Setelah beberapa waktu, Wang Cao membuka matanya, melihat kedua orang tuanya yang bersedih ia berkata dengan suara yang lemah.
“Ayah, Ibu kalian kenapa bersedih?”
Melihat kondisi Wang Cao yang sudah siuman, Tetua Wang Xuemien sambil menghela napas berkata.
“Sebaiknya kamu tidak banyak bergerak dulu, kondisimu masih belum memungkinkan untuk beraktivitas. Dantianmu terluka cukup parah, meskipun bisa disembuhkan namun butuh waktu yang lama".
“Apa?”
Wang Cao yang baru saja tersadar dari pingsannya, kini bagai tersambar petir.
“Mustahil.."
"Mustahil..”
Kepala Wang Cao hampir mau pecah.
Wang Cao sebelumnya adalah seorang pemuda berbakat dari Keluarga Wang, jika ia mengalami cidera pada Dantiannya maka akan mempengaruhi perkembangan bela dirinya di masa depan.
Jalan kultivasinya akan terhambat meskipun ia telah sembuh. Dantian yang pernah terluka akan mengalami penurunan kemampuan menyerap Energi Spiritual, berbeda dengan kondisi Dantian yang normal pada umumnya.
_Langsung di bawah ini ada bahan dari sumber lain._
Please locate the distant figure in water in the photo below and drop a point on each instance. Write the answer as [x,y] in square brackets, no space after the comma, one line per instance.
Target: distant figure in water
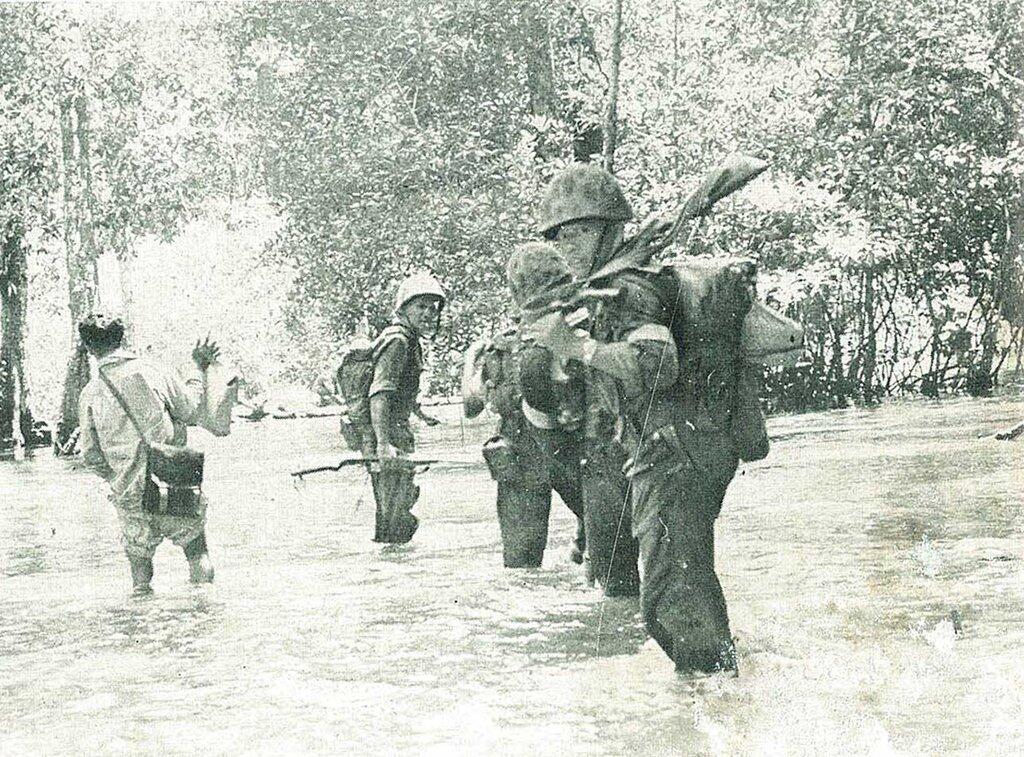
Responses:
[141,395]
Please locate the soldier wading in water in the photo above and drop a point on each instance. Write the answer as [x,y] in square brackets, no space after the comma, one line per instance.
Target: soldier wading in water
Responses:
[671,398]
[397,362]
[132,403]
[532,454]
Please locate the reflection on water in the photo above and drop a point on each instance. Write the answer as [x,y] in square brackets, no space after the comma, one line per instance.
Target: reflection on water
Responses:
[843,557]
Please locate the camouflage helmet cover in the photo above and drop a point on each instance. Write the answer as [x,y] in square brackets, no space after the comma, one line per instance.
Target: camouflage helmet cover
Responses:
[582,191]
[536,272]
[417,285]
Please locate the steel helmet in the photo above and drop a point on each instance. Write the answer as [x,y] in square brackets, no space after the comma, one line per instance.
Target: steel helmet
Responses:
[582,191]
[418,285]
[535,271]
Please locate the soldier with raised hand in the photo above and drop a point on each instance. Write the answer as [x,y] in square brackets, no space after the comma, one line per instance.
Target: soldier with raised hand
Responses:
[131,403]
[397,359]
[534,453]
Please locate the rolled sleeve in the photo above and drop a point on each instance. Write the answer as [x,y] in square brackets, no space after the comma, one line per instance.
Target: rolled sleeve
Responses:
[389,368]
[88,442]
[183,393]
[656,354]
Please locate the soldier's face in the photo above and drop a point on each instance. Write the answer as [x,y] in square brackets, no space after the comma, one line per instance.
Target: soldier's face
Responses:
[423,313]
[581,244]
[578,243]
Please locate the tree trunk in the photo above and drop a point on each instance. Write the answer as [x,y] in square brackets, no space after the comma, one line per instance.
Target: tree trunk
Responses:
[15,417]
[611,120]
[80,253]
[870,341]
[126,261]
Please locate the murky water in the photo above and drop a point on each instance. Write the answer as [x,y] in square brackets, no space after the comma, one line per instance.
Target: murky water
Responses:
[842,557]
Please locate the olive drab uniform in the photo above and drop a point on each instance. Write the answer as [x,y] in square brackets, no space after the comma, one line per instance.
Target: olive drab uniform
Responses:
[397,361]
[687,431]
[526,461]
[584,192]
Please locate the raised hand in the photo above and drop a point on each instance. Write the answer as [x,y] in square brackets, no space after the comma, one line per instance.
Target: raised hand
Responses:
[205,352]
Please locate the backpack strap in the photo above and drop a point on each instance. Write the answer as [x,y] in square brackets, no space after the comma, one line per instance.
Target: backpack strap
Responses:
[124,406]
[390,334]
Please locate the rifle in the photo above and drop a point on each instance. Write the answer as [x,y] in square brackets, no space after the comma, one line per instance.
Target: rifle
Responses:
[398,462]
[663,230]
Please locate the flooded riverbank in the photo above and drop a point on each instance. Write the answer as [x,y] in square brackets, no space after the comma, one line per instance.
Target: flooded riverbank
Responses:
[845,557]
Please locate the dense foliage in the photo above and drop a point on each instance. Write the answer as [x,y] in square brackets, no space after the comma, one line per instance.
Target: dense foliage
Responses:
[377,137]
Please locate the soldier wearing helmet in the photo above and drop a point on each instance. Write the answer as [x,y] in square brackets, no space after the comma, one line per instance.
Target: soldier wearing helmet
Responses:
[660,390]
[583,213]
[397,360]
[532,454]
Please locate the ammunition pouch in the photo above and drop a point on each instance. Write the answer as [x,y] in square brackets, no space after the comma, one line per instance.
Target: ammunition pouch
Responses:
[500,458]
[350,432]
[664,452]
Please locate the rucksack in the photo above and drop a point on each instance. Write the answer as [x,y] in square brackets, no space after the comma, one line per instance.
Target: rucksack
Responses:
[700,282]
[354,376]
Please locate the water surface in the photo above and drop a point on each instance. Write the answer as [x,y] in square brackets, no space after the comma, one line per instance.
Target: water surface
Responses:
[842,556]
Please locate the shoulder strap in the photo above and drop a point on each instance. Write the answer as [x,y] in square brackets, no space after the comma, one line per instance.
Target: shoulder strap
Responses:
[124,405]
[392,332]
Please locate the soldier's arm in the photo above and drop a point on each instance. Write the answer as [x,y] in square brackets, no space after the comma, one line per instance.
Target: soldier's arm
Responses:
[182,393]
[387,376]
[92,455]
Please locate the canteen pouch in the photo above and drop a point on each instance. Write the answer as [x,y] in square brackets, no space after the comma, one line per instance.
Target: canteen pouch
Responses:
[750,435]
[175,466]
[500,458]
[166,465]
[351,434]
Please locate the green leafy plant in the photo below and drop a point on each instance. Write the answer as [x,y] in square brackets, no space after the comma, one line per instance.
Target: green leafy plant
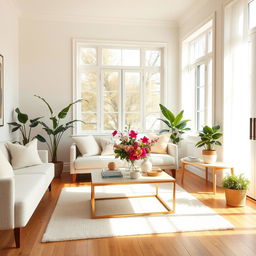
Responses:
[24,127]
[56,130]
[176,126]
[235,182]
[209,137]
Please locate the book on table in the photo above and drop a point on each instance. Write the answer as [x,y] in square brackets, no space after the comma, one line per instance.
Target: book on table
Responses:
[111,174]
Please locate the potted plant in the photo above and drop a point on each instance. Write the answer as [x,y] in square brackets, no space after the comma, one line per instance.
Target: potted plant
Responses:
[24,127]
[209,137]
[55,132]
[176,126]
[235,189]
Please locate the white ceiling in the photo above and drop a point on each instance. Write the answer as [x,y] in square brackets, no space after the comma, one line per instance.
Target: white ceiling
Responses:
[165,10]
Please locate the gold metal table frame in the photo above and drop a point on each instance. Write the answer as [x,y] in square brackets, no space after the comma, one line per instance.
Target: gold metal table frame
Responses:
[168,209]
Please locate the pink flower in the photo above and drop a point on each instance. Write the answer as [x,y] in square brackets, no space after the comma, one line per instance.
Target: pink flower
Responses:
[133,134]
[145,140]
[132,157]
[144,153]
[114,133]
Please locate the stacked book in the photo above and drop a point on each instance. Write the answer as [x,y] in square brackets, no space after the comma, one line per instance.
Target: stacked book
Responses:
[111,174]
[192,159]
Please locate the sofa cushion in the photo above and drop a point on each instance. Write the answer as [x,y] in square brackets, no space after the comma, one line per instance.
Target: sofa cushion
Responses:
[29,190]
[97,162]
[6,170]
[107,147]
[87,145]
[160,147]
[5,151]
[23,156]
[159,160]
[37,169]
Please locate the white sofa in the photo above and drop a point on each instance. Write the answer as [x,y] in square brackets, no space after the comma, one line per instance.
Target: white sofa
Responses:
[20,194]
[86,164]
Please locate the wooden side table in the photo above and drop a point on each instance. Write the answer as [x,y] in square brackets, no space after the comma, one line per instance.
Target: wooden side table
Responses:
[214,166]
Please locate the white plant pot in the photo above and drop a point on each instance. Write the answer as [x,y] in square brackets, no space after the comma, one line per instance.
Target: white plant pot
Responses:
[134,174]
[209,156]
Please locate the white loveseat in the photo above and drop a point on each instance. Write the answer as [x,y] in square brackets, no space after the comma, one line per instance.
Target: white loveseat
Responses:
[86,164]
[21,193]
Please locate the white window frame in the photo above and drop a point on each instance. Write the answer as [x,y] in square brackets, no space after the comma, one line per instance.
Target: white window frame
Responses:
[99,44]
[188,65]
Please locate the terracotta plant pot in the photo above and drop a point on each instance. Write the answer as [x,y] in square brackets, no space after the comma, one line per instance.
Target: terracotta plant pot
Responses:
[235,197]
[209,156]
[58,167]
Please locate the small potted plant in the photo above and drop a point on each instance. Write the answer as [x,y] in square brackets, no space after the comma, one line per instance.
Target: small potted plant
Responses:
[209,137]
[235,189]
[175,124]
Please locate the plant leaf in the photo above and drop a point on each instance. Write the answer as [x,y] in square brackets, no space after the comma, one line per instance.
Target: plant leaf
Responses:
[164,130]
[16,128]
[14,124]
[216,136]
[178,118]
[23,118]
[167,113]
[216,128]
[165,121]
[35,119]
[40,138]
[34,124]
[207,129]
[54,122]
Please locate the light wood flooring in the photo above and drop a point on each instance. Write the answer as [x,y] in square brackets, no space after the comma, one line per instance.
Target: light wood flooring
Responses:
[241,241]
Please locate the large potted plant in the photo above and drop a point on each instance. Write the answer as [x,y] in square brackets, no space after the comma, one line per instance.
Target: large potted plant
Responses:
[235,189]
[55,131]
[209,138]
[176,125]
[25,126]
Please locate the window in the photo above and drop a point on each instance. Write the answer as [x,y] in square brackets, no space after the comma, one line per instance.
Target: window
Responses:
[197,58]
[121,85]
[252,14]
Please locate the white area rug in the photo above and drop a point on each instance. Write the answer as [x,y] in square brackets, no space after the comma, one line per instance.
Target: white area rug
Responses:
[71,219]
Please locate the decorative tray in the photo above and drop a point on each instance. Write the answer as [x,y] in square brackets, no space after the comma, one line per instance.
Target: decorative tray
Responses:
[155,172]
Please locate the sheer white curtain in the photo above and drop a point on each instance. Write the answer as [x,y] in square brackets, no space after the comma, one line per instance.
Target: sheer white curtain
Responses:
[236,143]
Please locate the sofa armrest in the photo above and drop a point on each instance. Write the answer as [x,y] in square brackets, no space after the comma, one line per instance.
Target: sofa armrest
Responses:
[43,154]
[7,203]
[172,149]
[73,155]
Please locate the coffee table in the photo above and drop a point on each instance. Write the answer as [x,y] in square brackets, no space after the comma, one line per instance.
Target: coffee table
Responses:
[97,180]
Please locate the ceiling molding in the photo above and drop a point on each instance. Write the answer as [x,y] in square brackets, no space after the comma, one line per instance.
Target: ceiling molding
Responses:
[99,20]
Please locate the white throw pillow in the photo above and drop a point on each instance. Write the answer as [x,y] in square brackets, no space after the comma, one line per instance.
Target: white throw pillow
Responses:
[160,147]
[6,170]
[87,146]
[24,156]
[107,147]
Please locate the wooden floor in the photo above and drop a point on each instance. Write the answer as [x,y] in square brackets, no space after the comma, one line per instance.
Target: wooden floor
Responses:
[241,241]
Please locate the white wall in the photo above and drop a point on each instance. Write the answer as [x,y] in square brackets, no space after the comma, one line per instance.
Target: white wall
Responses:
[9,49]
[46,60]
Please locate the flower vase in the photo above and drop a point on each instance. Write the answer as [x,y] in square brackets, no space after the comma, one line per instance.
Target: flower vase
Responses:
[146,165]
[134,171]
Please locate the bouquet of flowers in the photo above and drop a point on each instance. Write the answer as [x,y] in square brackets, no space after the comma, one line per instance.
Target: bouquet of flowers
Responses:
[131,148]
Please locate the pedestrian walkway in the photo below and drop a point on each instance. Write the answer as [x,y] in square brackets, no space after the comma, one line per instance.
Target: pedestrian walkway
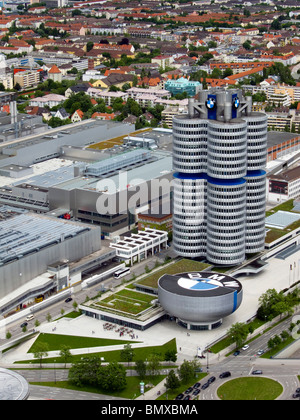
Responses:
[277,275]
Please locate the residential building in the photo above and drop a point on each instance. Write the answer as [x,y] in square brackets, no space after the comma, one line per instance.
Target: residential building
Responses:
[55,74]
[26,79]
[50,100]
[219,156]
[77,116]
[182,85]
[283,186]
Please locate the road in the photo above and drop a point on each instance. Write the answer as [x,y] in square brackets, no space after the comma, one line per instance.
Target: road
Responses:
[79,296]
[284,371]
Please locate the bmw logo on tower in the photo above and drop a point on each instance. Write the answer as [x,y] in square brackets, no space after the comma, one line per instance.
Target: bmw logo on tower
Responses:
[199,301]
[219,160]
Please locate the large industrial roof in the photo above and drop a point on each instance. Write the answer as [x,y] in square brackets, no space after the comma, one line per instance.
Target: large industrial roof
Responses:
[26,233]
[281,219]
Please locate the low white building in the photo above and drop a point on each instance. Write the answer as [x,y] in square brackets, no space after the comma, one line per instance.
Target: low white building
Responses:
[140,245]
[50,100]
[92,75]
[284,186]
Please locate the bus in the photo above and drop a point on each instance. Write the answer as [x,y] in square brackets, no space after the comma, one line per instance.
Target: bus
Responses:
[121,273]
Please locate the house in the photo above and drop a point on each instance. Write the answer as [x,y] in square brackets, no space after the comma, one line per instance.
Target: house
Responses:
[114,79]
[62,114]
[77,116]
[162,60]
[50,100]
[72,90]
[55,74]
[103,116]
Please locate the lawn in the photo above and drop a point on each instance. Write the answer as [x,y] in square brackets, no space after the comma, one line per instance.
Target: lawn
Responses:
[127,301]
[55,341]
[141,353]
[131,391]
[250,388]
[181,266]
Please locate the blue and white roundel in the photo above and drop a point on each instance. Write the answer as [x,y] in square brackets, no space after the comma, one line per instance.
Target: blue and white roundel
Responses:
[199,284]
[210,103]
[236,102]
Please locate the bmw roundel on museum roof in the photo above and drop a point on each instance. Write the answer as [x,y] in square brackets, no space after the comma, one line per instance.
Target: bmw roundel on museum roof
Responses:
[236,102]
[210,103]
[199,298]
[203,283]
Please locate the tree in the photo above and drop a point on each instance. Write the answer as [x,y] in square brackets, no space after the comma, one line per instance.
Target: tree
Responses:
[171,356]
[112,377]
[41,351]
[85,371]
[172,381]
[271,304]
[141,368]
[238,333]
[187,370]
[153,364]
[89,46]
[247,45]
[65,353]
[127,353]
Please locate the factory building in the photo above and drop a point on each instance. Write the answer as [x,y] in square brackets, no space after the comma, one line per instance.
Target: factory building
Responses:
[30,243]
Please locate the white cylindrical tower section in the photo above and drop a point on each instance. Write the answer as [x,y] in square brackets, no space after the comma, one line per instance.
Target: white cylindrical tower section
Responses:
[227,149]
[189,144]
[255,211]
[226,203]
[189,217]
[257,141]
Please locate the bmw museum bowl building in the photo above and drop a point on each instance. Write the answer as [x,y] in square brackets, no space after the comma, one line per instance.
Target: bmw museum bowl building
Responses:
[199,301]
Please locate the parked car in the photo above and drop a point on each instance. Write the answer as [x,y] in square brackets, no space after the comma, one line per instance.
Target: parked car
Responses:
[225,375]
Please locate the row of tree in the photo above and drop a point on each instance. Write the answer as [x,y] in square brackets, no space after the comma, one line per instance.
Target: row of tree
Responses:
[272,304]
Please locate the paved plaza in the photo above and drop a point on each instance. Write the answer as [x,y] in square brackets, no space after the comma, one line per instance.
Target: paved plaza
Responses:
[277,274]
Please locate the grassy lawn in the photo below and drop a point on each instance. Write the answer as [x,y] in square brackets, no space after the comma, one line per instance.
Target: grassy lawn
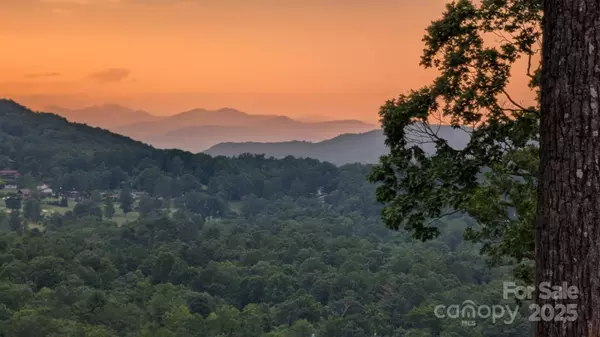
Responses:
[121,218]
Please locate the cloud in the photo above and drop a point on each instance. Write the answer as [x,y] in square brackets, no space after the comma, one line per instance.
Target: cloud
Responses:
[77,2]
[41,75]
[112,75]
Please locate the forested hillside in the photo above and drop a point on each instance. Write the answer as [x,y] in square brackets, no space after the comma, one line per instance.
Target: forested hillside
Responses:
[365,148]
[244,247]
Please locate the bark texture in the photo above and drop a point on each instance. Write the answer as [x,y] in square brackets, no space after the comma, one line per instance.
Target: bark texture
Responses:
[568,221]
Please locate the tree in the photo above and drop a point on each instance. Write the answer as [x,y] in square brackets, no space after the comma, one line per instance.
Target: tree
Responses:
[109,208]
[492,177]
[32,210]
[13,202]
[126,200]
[15,223]
[568,209]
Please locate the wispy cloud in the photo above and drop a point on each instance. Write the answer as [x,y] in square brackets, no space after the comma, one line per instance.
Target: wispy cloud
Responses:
[77,2]
[41,75]
[112,75]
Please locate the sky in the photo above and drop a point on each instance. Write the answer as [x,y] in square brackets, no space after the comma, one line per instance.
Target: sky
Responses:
[302,58]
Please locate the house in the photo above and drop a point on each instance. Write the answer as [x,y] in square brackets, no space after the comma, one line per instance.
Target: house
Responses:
[45,189]
[24,193]
[9,175]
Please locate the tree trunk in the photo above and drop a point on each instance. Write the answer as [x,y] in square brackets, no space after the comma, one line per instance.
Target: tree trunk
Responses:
[568,218]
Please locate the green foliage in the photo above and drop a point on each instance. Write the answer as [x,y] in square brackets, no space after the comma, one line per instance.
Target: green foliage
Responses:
[109,208]
[13,202]
[245,246]
[126,200]
[32,210]
[492,179]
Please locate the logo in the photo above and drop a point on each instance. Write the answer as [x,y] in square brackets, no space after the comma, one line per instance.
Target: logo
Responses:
[469,312]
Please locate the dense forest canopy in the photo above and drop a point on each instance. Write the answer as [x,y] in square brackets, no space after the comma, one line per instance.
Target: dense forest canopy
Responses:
[245,246]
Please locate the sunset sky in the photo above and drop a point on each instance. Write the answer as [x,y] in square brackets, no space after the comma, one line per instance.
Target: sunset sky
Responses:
[334,58]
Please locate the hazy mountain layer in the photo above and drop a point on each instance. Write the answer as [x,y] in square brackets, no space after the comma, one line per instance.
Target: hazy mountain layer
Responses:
[347,148]
[197,130]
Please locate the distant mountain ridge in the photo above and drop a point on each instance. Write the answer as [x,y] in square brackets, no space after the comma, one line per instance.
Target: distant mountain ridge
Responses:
[108,116]
[365,148]
[198,129]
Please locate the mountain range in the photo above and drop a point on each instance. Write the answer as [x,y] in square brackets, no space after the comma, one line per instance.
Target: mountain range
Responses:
[47,131]
[198,129]
[365,148]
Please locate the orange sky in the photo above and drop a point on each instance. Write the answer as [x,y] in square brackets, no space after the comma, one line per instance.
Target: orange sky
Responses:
[337,58]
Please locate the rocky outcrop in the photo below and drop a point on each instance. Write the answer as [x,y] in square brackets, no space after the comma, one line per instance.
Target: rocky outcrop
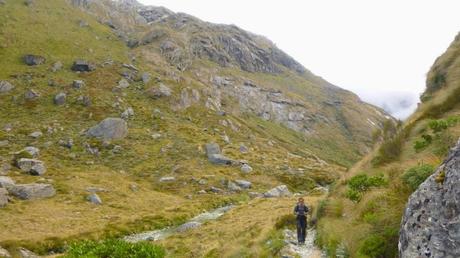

“Sialan!” maki Wang Cao dalam hati.
__ADS_1
Dalam benaknya penuh kebencian membayangi wajah Long Guan, ia akan balas dendam bagaimanapun caranya, ia juga akan mendapatkan Yu Nuan demi mengobati kekesalannya. Memikirkan hal ini, kerutan keningnya terlihat menahan kemarahan.
****
Pada waktu yang bersamaan, Long Guan tengah meneliti bahan dan efek Pil buatan Bukit Keenam yang menjadi sumber kekuatan Sekte Pedang Bintang.
Hal ini juga yang menjadikan orang-orang dari Bukit Keenam tidak bisa disentuh, selain menguasai bela diri mereka juga memiliki alkemis handal dalam melakukan pemurnian bahan-bahan herbal menjadi obat dan Pil.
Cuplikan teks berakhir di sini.